In an interview published in The Bulletin, the senator from New South Wales repeated his belief that Labor deputy leader Julia Gillard was not qualified to lead the country because she is deliberately “barren”. In his words: “I won’t walk away from that. So rude, crude and unattractive as it was … If you’re a leader, you’ve got to understand your community. One of the great understandings in a community is family, and the relationship between mum, dads and a bucket of nappies.”

The intemperate comments will defuse the attempt by John Howard to portray Labor as the political bullies of Australia. Gillard offending the sensibility of a few business leaders is one thing, but having a sneer at all the childless women in the country makes it pale into insignificance.

Howard would be wise to tell all his colleagues to start believing Rod Cameron’s assessment that voters “are looking in bewilderment at this mud-slinging issue. They hate mud-slinging. They hate it with a passion. In election campaigns they don’t like it because it is negative ads, but at least they get the message. Outside of election campaigns, they can’t understand why mud is being slung. They don’t understand what the issue is all about and therefore, it is rebounding on John Howard’s character. For the last, for all of John Howard’s political life, they’ve used the word, “He’s a ‘cunning’ politician …”

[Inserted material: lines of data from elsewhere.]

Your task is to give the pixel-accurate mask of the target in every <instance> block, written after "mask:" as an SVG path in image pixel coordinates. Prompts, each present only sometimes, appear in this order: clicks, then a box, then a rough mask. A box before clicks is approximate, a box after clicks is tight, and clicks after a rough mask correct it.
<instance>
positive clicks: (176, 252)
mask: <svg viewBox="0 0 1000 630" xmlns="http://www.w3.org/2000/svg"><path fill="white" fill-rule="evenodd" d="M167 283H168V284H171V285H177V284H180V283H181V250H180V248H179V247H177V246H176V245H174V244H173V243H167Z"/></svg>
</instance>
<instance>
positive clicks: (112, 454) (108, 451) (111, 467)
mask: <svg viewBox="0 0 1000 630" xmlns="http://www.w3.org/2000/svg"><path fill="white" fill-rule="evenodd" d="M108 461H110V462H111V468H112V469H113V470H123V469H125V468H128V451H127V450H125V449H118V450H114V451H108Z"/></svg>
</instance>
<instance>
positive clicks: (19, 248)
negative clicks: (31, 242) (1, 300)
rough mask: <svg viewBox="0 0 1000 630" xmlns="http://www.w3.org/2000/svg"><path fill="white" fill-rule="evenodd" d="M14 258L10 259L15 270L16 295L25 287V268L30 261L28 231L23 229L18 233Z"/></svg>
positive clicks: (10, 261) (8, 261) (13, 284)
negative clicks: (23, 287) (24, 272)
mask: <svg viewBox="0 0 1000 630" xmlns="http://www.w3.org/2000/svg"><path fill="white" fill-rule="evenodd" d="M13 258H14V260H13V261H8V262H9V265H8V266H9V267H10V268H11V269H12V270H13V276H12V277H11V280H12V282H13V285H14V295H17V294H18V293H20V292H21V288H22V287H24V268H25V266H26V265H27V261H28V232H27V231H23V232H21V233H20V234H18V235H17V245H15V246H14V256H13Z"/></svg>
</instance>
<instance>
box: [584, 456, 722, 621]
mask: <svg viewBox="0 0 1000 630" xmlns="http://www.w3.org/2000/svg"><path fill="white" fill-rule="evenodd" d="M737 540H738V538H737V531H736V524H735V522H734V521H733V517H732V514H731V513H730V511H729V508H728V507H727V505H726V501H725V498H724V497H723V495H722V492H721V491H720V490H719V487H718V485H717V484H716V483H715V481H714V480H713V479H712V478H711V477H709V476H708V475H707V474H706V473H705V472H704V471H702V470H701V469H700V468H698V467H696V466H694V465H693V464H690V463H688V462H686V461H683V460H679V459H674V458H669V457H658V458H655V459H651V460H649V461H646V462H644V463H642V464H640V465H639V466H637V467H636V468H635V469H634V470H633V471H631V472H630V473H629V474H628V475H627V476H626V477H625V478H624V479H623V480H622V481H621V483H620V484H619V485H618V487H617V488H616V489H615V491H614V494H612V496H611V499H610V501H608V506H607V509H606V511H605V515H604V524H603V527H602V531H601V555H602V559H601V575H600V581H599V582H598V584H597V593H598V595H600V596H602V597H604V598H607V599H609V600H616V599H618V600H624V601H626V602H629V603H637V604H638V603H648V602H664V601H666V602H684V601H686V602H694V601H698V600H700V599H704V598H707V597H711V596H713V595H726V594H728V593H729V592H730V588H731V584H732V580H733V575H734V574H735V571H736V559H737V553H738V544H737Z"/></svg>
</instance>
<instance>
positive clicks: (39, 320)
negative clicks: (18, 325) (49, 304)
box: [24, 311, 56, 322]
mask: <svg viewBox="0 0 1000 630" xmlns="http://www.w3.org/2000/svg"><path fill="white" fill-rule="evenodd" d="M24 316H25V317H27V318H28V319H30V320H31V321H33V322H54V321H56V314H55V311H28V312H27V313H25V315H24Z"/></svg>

And they’ve sort of meant it in a vaguely positive way, at least grudgingly, admiringly. They now use it differently. They now say “cunning politician” to mean sneaky, untrustworthy, wrong priorities, playing the man.”

The pattern of the polls since those remarks back in early March suggest that Mr Cameron’s assessment was spot on. Support for the Government took a dive before recovering slightly once the personal attacks came to their temporary halt.